Quite bizarrely, I’ve been faced with an obvious reality of my situation that I previously hadn’t paid attention to: my detransition is not defined by its starting point and outcome. Child-man-woman, it could be, or cis-trans-cis, or trans-trans-trans. Hindsight is never very clear in those cases. It wasn’t the first time a trans person pointed it out to me, indirectly, by implying I was outside of the strict definition of a detransitioner. I wasn’t cis, after all, and I called myself non-binary. This irritated me, not because it was an intrusion into my narrative, but rather, because I do know what makes me a “detransitioner” alongside with a non-binary person. On my long and winded path, I have experienced two feelings that set my metamorphosis apart from just ongoing transformation. My storyline is marked by disappointment and loss.

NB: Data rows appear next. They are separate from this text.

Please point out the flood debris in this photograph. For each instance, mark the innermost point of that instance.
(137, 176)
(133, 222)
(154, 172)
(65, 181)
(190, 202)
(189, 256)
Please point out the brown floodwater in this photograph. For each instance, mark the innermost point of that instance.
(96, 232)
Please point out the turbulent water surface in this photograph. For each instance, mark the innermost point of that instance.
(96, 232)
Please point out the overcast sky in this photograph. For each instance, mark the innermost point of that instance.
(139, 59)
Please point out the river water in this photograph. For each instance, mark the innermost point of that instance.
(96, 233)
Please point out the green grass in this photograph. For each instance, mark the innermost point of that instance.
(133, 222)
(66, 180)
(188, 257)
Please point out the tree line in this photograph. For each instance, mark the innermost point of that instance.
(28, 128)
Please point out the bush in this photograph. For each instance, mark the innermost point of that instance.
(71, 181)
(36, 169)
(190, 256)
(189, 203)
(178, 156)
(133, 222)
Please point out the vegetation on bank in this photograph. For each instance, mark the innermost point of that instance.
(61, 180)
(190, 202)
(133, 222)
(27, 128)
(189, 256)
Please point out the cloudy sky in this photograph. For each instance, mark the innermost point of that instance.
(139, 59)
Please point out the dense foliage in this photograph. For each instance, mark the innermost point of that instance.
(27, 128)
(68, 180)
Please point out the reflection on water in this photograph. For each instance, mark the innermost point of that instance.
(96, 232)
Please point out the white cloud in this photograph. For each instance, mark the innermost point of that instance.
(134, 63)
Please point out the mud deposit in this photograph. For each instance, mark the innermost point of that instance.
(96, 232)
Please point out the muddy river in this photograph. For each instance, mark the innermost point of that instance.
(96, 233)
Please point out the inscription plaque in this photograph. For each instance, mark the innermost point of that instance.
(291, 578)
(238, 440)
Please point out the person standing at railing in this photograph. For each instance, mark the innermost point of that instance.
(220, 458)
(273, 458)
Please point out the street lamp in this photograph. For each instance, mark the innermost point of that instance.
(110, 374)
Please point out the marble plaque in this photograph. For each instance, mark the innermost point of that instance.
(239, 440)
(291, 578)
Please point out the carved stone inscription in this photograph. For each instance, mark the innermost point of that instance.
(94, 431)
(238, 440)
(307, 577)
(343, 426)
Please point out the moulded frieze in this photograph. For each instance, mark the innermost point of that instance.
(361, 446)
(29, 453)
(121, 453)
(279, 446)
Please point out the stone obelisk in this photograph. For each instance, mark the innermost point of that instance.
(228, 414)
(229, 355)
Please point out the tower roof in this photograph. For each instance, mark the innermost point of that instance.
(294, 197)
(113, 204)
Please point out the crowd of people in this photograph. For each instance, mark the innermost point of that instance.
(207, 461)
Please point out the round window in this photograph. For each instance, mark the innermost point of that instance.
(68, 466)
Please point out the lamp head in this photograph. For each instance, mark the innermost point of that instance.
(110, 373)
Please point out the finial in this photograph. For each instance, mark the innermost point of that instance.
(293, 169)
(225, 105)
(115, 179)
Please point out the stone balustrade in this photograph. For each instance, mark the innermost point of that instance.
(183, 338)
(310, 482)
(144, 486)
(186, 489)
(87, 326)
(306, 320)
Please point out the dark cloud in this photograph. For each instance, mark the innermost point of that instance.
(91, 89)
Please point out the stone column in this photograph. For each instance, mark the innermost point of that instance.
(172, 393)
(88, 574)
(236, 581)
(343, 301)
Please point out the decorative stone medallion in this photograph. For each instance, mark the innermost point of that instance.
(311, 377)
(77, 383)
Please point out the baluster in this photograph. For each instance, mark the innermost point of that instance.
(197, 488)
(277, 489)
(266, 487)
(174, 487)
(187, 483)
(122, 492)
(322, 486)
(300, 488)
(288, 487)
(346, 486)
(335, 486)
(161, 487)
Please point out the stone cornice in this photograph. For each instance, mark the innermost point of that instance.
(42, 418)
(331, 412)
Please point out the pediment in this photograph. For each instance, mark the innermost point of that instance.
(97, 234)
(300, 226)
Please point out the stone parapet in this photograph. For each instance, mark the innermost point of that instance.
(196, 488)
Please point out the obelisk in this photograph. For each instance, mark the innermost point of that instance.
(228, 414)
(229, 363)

What disappointed me was that my transition had turned out not to quench my primal thirst, hadn’t made me whole, hadn’t healed me. I had become something, yes. A reasonably handsome young man to some, but to me, a half-person. Only the half, the other half would still come out at night sometimes. It’s just so hard to keep a living part of yourself away from daylight. And then, I experienced loss.
One truth about transitioning that seems silent is that you have to let go of a part of yourself for it. You abandon an older version of yourself forever, and you can’t go back to it. Of course, the same happens to all of us while we go through our inevitable life cycle: we lose our childhood, our youth, our adult age. Some never recover from losing their innocence or their prime. I tried to find this past, younger woman-self when detransitioning, but I only ever found her old documents and pictures. They don’t call it deadname for no reason. A part of me actually died, physically, it has been cremated. A part of this Jewish daughter of this Jewish mother has been burned, went up in ashes. The regret and guilt I feel over this is partly about my collaboration with it, but mostly, it’s my survivor’s guilt.
Why did I, Otto, get to live? And she died – what was her name again?